La gendarmerie estime que le procureur Alberto Nisman, magistrat en charge de l’enquête sur l’attentat contre le bâtiment de la mutuelle juive Ami qui avait tué 85 personnes en 1994, mort en 2015, a été assassiné, contrairement à la version officielle qui avait conclu au suicide.
Le 19 janvier 2015 au petit matin, le procureur Alberto Nisman était retrouvé mort à son domicile de Buenos Aires, quelques heures avant une audition devant le Congrès. Une expertise de la gendarmerie remise vendredi 22 septembre à la justice conclut à l’assassinat, contredisant les analyses privilégiées jusqu’alors qui menaient au suicide.
Un rapport troublant
Selon la presse argentine, c’est un rapport de plus de 150 pages qui a été adressé vendredi 22 septembre au procureur fédéral Eduardo Taiano. Près d’une trentaine de spécialistes de la gendarmerie nationale ont participé à cette expertise qui invalide la thèse du suicide.
Selon les éléments du rapport, communiqués par les médias locaux, Alberto Nisman aurait été drogué à la kétamine, un puissant anesthésique, et roué de coups portés au nez, au foie et aux jambes avant d’être abattu dans sa salle de bains.
L’analyse de la gendarmerie contredit donc les conclusions de la justice argentine, dont les experts disent ne pas pouvoir mettre en évidence la présence d’une autre personne dans l’appartement du magistrat le jour de sa mort et penchent pour la thèse du suicide.
Une affaire à fort retentissement
Cette mort mystérieuse avait eu un grand retentissement en Argentine. Le dossier sur lequel enquêtait Alberto Nisman était en effet très sensible : il était en charge, depuis 2004, de l’enquête sur l’attentat qui, en 1994, avait ravagé le bâtiment de la mutuelle juive Ami, tuant 85 personnes et faisant 300 blessés, dans le centre de Buenos Aires.
Or quatre jours avant son décès, le procureur avait accusé Cristina Kirchner, alors présidente, d’avoir entravé l’enquête pour protéger les liens avec l’Iran, des ressortissants de ce pays étant soupçonnés d’être responsables de l’attentat.
Le magistrat, décédé un week-end, devait présenter aux parlementaires, le lundi, les preuves de ses accusations contre la présidente argentine et son ministre des affaires étrangères, Hector Timerman.
Pour les proches d’Alberto Nisman, il ne fait aucun doute que le procureur a été assassiné, et des manifestations avaient secoué le pays pour demander justice.
L’attentat de l’Amia
L’attentat visant l’Amia (Association mutuelle israélite argentine) n’a jamais été revendiqué.

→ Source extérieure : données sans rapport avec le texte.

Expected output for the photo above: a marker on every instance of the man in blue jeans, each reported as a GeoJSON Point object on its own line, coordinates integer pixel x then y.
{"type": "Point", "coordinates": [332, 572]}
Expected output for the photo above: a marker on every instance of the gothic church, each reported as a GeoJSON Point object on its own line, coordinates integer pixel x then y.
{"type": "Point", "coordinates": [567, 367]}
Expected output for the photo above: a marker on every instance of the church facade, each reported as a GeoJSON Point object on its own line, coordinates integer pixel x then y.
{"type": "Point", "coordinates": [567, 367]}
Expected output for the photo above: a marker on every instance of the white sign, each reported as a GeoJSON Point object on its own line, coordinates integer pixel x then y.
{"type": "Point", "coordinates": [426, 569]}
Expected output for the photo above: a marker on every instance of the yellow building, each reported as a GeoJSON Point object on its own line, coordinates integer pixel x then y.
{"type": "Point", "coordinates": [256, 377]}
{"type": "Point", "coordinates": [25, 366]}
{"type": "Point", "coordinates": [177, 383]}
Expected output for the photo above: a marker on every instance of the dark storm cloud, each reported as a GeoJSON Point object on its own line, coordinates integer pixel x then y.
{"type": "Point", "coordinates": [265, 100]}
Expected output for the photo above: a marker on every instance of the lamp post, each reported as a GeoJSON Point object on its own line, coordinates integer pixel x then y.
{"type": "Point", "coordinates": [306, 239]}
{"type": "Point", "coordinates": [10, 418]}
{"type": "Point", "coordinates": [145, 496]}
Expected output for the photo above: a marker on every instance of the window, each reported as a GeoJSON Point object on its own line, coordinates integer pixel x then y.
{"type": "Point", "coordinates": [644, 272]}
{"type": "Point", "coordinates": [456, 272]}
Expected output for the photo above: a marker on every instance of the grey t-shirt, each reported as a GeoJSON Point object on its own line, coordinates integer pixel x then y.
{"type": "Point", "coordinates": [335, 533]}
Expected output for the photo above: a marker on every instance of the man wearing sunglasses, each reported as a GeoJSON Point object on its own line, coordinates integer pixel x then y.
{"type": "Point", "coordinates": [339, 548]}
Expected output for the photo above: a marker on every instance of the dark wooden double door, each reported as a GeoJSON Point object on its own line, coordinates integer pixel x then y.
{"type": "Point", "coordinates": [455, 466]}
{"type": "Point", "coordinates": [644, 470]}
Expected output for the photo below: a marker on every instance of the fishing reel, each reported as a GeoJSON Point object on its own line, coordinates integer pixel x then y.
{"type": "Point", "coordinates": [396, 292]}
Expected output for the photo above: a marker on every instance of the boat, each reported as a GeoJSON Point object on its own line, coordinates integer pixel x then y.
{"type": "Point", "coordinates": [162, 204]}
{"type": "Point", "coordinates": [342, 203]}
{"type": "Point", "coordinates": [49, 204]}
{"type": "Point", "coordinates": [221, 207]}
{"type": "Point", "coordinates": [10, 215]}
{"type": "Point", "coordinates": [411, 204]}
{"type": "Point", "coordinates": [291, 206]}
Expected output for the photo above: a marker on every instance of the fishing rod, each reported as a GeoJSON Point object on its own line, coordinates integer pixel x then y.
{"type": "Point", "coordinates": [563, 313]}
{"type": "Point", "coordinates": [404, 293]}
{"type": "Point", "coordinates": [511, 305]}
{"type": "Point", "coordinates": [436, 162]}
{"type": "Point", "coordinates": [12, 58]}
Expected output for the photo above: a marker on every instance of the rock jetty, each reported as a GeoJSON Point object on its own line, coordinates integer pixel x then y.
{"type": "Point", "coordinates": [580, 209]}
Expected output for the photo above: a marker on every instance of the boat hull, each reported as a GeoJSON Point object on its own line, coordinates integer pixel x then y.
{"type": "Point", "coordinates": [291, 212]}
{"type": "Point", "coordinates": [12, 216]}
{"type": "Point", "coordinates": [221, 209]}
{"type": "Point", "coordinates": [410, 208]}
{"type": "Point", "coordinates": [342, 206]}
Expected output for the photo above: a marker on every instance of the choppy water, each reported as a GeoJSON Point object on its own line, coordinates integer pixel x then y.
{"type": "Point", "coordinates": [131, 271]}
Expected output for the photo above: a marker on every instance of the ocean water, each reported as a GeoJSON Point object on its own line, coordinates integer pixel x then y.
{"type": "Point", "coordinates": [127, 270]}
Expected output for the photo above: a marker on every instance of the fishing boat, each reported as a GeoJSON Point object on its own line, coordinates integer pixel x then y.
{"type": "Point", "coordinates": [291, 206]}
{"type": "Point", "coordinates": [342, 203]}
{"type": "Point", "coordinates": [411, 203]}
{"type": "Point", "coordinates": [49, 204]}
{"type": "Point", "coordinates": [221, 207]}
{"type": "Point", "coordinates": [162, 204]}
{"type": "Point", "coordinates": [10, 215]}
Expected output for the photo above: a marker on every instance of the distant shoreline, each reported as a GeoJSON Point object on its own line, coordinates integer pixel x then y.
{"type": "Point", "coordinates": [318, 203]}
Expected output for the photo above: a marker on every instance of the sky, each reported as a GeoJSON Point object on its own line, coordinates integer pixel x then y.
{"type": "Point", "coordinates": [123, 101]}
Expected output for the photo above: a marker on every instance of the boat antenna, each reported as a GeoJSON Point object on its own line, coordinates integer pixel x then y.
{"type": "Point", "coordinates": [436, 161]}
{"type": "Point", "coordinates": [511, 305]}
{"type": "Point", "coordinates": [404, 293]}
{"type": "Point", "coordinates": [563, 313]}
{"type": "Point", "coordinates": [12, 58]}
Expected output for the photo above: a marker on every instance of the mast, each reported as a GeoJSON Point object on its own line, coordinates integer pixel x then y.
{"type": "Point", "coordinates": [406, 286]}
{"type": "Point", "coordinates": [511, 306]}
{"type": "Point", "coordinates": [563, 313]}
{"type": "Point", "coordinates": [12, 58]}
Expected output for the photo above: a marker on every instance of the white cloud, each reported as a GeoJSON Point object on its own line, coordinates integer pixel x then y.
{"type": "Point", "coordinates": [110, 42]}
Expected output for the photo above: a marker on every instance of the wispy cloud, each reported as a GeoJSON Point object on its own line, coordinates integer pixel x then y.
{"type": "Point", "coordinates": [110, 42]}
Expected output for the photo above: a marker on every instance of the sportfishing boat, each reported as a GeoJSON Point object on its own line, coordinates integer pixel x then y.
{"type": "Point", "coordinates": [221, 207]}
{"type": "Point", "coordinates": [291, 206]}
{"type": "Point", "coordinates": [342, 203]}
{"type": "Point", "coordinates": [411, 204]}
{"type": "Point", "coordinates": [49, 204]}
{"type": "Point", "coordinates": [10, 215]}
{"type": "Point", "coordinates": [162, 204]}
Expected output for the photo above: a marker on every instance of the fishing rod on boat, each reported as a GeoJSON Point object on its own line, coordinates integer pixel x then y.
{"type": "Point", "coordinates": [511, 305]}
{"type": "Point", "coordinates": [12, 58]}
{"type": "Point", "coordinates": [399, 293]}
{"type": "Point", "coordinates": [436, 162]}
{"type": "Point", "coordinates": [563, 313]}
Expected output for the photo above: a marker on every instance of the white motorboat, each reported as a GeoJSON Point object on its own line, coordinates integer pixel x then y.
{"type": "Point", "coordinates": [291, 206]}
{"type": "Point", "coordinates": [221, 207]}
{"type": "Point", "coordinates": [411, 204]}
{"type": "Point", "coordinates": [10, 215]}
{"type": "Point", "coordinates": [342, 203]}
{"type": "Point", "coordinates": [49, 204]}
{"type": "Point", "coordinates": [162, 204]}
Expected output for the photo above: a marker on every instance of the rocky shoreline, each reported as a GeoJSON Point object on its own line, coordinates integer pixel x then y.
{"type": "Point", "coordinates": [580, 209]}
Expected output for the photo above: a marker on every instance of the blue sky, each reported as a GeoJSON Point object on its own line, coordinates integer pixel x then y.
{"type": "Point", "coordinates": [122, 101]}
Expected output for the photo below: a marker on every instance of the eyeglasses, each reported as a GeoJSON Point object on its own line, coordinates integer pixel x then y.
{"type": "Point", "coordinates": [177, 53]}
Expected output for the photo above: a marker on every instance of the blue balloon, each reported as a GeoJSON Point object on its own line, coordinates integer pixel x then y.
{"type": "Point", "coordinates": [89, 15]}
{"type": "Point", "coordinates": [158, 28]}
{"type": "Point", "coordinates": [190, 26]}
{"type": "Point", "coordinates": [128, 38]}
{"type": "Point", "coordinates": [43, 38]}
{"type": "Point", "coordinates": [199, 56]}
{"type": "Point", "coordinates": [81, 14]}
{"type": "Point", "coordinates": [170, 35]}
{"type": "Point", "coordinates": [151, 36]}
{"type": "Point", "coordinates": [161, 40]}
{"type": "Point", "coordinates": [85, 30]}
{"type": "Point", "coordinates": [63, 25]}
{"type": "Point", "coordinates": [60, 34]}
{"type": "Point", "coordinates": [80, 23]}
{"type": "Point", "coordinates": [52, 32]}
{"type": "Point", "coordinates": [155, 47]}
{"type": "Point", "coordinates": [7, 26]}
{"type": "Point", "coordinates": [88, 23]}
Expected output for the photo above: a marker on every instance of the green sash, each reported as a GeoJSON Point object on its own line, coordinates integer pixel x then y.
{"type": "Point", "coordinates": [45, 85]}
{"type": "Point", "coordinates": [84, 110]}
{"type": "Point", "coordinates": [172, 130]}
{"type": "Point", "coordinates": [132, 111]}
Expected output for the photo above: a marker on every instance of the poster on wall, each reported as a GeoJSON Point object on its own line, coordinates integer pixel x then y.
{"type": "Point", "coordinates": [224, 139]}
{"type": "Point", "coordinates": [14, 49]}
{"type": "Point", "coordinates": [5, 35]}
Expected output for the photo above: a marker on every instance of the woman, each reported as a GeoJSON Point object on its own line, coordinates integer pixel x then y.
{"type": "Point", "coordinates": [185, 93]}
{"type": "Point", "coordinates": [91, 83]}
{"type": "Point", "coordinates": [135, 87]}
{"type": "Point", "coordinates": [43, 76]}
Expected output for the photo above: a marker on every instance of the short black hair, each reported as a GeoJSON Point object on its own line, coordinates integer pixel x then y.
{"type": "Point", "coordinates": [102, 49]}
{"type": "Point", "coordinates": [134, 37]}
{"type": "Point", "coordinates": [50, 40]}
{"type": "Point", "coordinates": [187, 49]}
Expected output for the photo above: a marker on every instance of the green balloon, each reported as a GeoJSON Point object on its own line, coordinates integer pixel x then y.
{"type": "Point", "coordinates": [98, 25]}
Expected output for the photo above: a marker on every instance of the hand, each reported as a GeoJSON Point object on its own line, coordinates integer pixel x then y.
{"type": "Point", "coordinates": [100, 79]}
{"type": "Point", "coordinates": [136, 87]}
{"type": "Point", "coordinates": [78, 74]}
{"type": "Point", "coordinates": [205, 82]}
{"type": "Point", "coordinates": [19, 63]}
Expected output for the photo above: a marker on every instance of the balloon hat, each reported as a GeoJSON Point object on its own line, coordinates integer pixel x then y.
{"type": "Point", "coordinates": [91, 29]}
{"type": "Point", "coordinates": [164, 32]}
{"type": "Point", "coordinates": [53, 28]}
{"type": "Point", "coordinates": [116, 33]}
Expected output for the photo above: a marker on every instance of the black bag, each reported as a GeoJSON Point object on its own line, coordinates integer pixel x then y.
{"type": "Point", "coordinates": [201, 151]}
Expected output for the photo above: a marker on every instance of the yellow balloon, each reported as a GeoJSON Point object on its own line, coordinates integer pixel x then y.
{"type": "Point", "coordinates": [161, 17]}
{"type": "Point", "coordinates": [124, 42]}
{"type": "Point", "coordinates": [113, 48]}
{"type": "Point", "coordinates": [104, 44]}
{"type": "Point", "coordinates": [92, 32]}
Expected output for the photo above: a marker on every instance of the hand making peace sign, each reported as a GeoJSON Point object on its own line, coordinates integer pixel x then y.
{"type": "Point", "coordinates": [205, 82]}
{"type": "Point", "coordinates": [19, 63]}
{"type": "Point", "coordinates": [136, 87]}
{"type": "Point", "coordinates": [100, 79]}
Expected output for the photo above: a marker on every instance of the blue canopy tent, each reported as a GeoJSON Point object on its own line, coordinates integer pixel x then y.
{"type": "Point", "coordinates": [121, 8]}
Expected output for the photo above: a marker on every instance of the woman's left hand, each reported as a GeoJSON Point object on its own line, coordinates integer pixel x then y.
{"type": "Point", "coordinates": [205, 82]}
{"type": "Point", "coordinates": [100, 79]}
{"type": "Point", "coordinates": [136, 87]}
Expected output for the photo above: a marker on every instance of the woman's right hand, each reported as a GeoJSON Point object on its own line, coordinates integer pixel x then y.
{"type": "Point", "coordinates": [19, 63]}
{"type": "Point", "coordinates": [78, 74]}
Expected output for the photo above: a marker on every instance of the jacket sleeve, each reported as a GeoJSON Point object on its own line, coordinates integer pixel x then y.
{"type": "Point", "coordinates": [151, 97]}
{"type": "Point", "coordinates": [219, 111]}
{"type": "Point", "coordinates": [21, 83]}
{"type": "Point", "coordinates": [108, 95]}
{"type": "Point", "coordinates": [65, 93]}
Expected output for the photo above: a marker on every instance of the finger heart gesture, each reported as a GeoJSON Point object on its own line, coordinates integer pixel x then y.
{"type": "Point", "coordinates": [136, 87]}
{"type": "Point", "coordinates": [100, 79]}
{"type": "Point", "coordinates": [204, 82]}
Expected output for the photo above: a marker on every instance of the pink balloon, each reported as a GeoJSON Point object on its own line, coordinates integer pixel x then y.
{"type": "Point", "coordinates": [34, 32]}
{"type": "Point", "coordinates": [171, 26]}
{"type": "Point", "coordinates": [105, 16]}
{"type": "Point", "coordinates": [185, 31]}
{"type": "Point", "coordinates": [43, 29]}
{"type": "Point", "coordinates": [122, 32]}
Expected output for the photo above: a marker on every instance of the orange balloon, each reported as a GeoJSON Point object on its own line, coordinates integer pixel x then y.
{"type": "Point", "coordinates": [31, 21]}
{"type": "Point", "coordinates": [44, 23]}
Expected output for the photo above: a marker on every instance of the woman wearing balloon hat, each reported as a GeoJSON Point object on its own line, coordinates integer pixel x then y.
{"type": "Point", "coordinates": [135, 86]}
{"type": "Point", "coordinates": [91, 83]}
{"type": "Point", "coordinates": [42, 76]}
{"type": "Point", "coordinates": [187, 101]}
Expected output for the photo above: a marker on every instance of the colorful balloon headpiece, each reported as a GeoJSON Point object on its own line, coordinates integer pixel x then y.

Une importante communauté juive réside à Buenos Aires, dont les premiers membres sont arrivés dès le XVIe siècle.
L’Iran est soupçonné d’être impliqué dans l’attentat par la justice argentine, qui réclame l’extradition de huit responsables iraniens. L’ancien président Akbar Hachémi Rafsandjani, décédé en janvier 2017, figurait sur cette liste.
Selon Alberto Nisman, les autorités argentines auraient cédé à un chantage de la part de l’Iran, qui faisait miroiter à Buenos Aires de juteux contrats commerciaux. Avant Cristina Kirchner, au pouvoir de 2007 à 2015, Carlos Menem, président au moment des faits, avait lui aussi dû répondre de ses actes devant la justice pour les mêmes motifs.
Vingt-deux ans après, aucun coupable n’a encore été arrêté pour cet attentat, le plus meurtrier de l’histoire du pays.